OpenMM for Extended Timescale and Enhanced Sampling

For targets where key interface transitions occur on timescales longer than accessible to conventional MD (typically above ~1 μs), we supplement GROMACS simulations with OpenMM-based enhanced sampling protocols. OpenMM's Python API enables implementation of replica exchange with solute tempering (REST2) and metadynamics protocols that can access slow conformational transitions at reduced computational cost compared to brute-force long timescale simulation.

This is particularly relevant for targets where the hot-spot sub-pocket is cryptic in the apo structure but opens upon ligand binding — the so-called "cryptic pocket" problem. Standard MD from an apo structure may not observe the open pocket within accessible simulation times; REST2 or metadynamics seeded with pocket volume as a collective variable can access the open pocket state and characterize its frequency in the ensemble.

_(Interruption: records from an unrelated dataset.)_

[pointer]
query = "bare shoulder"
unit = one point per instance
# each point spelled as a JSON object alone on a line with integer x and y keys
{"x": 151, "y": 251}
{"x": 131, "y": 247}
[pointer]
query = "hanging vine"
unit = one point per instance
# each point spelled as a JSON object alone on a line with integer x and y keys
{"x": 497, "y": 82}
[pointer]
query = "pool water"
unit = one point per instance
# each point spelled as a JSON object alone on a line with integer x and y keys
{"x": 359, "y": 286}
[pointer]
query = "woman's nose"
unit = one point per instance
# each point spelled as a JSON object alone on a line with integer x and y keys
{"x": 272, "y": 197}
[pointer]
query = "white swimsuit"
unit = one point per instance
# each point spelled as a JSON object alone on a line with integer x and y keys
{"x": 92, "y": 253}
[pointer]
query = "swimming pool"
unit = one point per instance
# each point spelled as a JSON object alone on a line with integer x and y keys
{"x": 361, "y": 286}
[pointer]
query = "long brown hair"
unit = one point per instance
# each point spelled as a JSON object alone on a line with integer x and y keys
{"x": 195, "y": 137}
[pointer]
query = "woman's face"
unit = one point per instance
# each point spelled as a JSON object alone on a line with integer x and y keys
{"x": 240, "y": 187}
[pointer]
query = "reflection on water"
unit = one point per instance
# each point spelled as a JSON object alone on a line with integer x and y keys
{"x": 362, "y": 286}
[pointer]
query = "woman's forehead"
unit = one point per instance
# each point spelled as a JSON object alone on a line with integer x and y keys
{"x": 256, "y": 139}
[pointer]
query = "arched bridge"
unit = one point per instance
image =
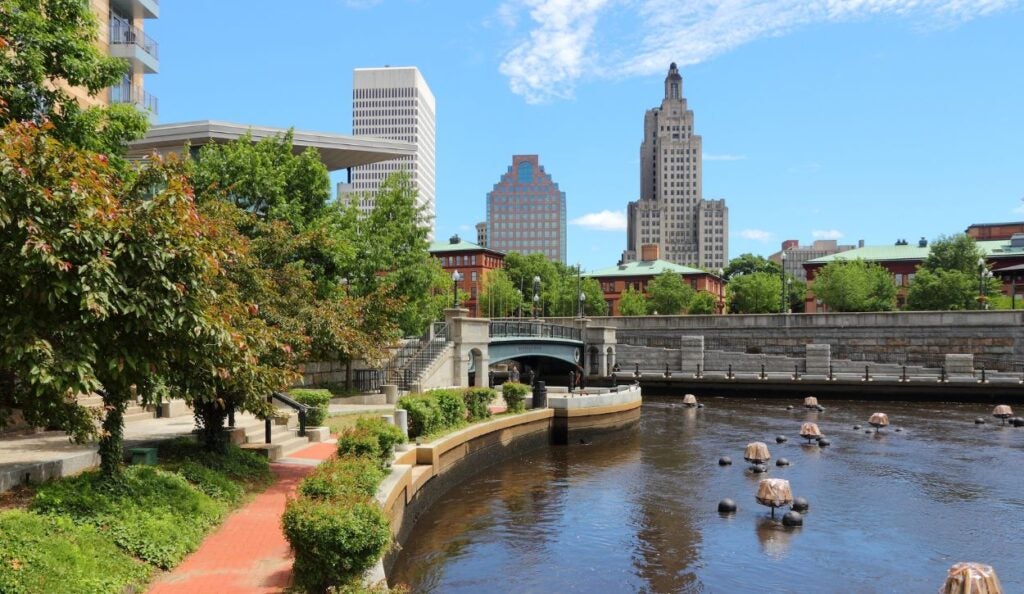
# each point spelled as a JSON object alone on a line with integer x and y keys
{"x": 521, "y": 338}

Once a cryptic pocket is identified in the enhanced sampling ensemble, it becomes a valid target for structure-based drug design even though it was not apparent in the original structural input.

Integrating MD Output into the Screening Workflow

The output of MD interface validation feeds into the subsequent docking and scoring stages in two ways. First, the pocket volume distribution is used to select a representative structural ensemble for docking — typically 5–10 structures spanning the accessible pocket geometry, weighted by their frequency in the MD trajectory. Second, MD-derived hot-spot residue stability data updates the confidence weights on the hot-spot contact score: a hot-spot residue that is stable across the MD ensemble receives full weight; one with high RMSF or whose side chain samples multiple orientations receives reduced weight in the disruption score.

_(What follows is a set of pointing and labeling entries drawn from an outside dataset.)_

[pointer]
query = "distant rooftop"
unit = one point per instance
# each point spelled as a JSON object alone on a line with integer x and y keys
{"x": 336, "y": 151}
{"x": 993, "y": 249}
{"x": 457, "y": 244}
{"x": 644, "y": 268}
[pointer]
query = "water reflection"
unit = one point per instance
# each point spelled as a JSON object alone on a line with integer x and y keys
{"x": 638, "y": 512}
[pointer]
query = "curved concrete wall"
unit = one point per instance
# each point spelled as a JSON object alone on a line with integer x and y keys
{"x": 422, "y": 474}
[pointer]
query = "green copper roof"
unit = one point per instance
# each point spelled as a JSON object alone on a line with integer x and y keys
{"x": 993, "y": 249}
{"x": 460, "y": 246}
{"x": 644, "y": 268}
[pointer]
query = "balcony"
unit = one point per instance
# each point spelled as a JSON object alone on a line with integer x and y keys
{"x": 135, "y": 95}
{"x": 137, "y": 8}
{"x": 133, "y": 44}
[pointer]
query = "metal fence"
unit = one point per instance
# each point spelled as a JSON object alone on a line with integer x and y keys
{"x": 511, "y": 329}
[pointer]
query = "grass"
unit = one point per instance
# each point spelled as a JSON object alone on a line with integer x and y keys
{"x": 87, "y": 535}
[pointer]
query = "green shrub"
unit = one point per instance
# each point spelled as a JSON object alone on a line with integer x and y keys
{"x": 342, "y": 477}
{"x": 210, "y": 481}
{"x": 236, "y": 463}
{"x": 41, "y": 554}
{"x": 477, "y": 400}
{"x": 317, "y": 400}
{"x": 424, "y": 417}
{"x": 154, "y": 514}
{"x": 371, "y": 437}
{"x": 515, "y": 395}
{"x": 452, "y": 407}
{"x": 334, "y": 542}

We're not saying MD validation is required for every compound in a large virtual screen — running production MD on every docked pose is computationally intractable. The MD step is a validation of the target-level interface model, not of individual compound poses. Once the interface model has been MD-validated and the ensemble characterized, that model is used as the basis for screening potentially thousands of compounds. The per-compound docking and scoring is fast; the MD investment is made once per target and is amortized across the screening campaign.

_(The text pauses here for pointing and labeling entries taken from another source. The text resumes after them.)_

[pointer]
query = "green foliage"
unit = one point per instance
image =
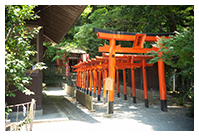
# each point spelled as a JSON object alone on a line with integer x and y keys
{"x": 178, "y": 52}
{"x": 18, "y": 48}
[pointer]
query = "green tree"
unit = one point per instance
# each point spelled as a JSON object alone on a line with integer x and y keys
{"x": 18, "y": 49}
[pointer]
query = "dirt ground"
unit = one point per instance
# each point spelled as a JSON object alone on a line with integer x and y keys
{"x": 127, "y": 115}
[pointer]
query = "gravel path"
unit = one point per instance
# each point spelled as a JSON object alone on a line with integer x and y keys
{"x": 127, "y": 116}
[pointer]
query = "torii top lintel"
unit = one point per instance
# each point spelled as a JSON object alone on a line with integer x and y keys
{"x": 138, "y": 38}
{"x": 127, "y": 36}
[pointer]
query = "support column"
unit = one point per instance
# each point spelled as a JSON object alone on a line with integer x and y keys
{"x": 91, "y": 76}
{"x": 87, "y": 81}
{"x": 162, "y": 85}
{"x": 118, "y": 84}
{"x": 77, "y": 80}
{"x": 112, "y": 43}
{"x": 145, "y": 83}
{"x": 124, "y": 83}
{"x": 80, "y": 81}
{"x": 133, "y": 84}
{"x": 99, "y": 85}
{"x": 95, "y": 82}
{"x": 104, "y": 91}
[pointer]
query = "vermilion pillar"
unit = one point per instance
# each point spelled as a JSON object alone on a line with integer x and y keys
{"x": 80, "y": 80}
{"x": 99, "y": 85}
{"x": 104, "y": 91}
{"x": 145, "y": 83}
{"x": 77, "y": 82}
{"x": 118, "y": 84}
{"x": 112, "y": 43}
{"x": 162, "y": 85}
{"x": 95, "y": 83}
{"x": 124, "y": 83}
{"x": 133, "y": 84}
{"x": 91, "y": 76}
{"x": 87, "y": 81}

The practical value of the MD validation step is most evident when the static structure gives a misleading picture of the interface. In our characterization of a Wnt pathway PPI target (details in a separate post), the initial hot-spot prediction from the crystal structure identified a hot-spot residue with a well-positioned side chain in the crystal. MD analysis revealed that this side chain is highly mobile in solution, sampling multiple rotameric states, and that the hot-spot contribution in the crystal was partly an artifact of crystal packing contacts that constrained the side chain to one rotamer. Correcting for this changed the pharmacophore hypothesis and resulted in different compound prioritization. Without MD validation, that discrepancy would not have been detected before synthesis.